Keeping Ducks on the Homestead

The chickens and ducks get along quite well in my flock.

Homestead Ducks

Ducks are a great addition to the small homestead. They provide eggs and meat, and pest control too! Their meat is delicious and the eggs are great for baking and fresh eating. Ducks are less prone to disease than chickens and they lay eggs well during the winter. The hatchlings grow quickly to provide meat for your table at about 2 to 3 months of age. The hens begin to lay at around 5 months and the eggs are large and full of protein. Some people don’t care for the flavor of duck eggs, but they are excellent for making moist and fluffy baked goods.

Will raising your own poultry protect you from rising egg prices?

Duck eggs are very nutritious.

What Breed of Duck is Best?

Homesteaders who wish to raise ducks for meat tend to favor the White Pekin, a fast growing bird with plenty of breast meat. Muscovies are another good breed for meat production. If you prefer to raise ducks for eggs, the Khaki Campbell is reputed to lay the most eggs. If you’d like both, the Pekin is a good choice.

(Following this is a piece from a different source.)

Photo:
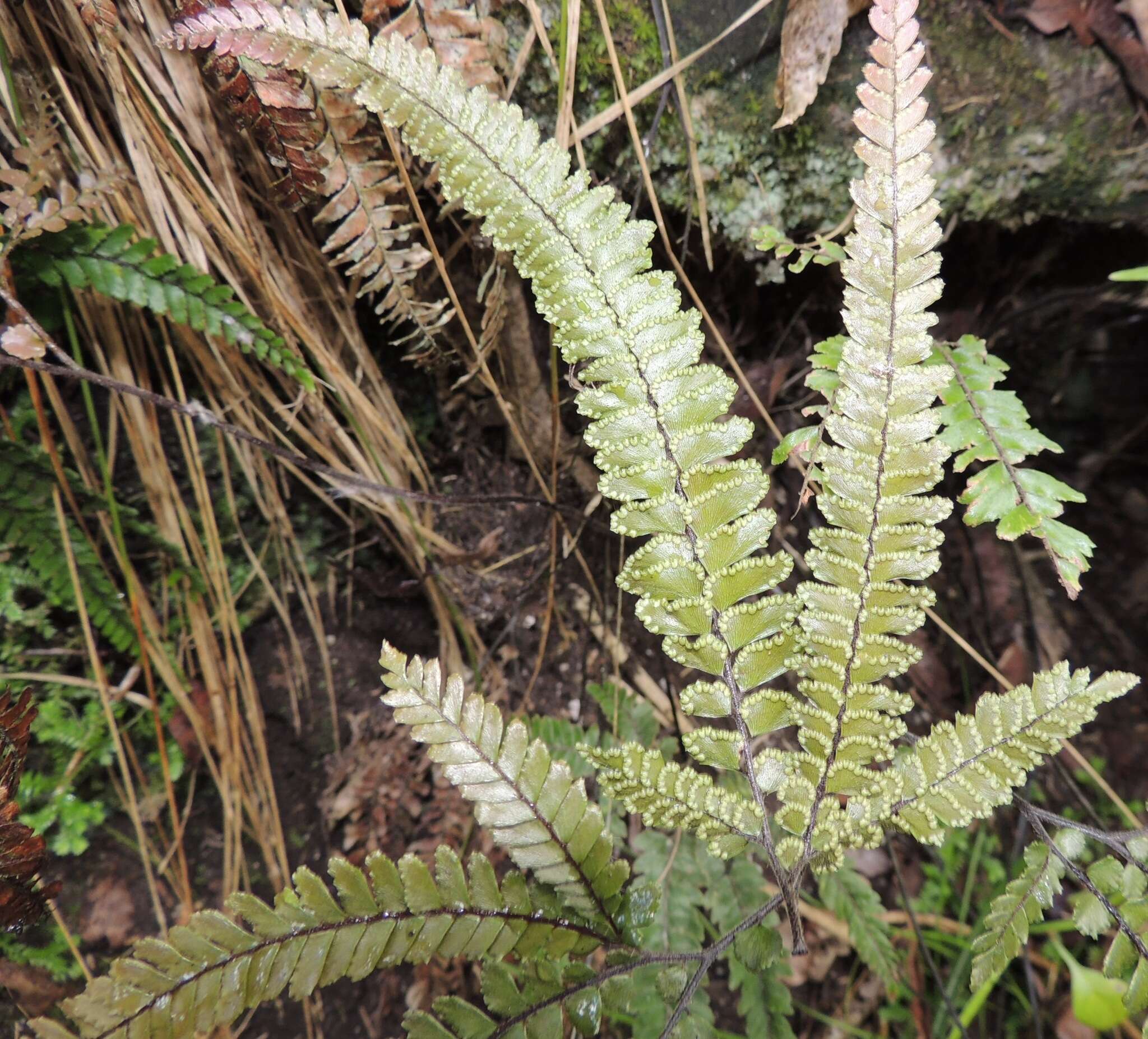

I ordered Khaki Campbell ducklings this spring to try them out for egg production, but instead the hatchery sent me Black Cayugas. You can read more about them in my post The Case of The Mystery Ducks.

Khaki Campbell Duckling

Black Cayuga Duckling

 

Once you find yourself with a nice basket of their eggs, check out my post How to Use Duck Eggs for some extra information about these tasty treasures.

Keeping Ducks

Ducks do best if they are allowed to forage for bugs and greens in a nice sized pasture. Ducklings need good nutrition to prevent deficiencies. Vitamin E can be a problem because it breaks down in storage and feed that is more than a month old may not have enough of this nutrient. Ducklings deficient in vitamin E will start rolling over on their backs and paddling the air. If this happens, add fresh brewers yeast to their feed immediately, or break open a vitamin E capsul in their beaks and get fresh feed for them. Bring freshly clipped grass or other greens if they can’t go out to forage for greens.

Ducks don’t need a pond, but they will definitely be happier if they have one. Make sure that they have a pan of water large enough for them to dunk their heads under water to clean their eyes and nostrils out regularly. If they don’t have clean water to wash in, they are likely to suffer from eye infections.

Ducks for Meat

Not all homesteaders will choose to raise their own poultry for meat, but if you do, ducks make a great eating bird. Pekins grow so quickly that they rival Cornish X meat chickens for fast meat production. For more information, check out my post Raising Ducks for Sustainable Meat Production.

Do you raise ducks? Are they for meat or eggs, or both? What is your favorite breed of duck?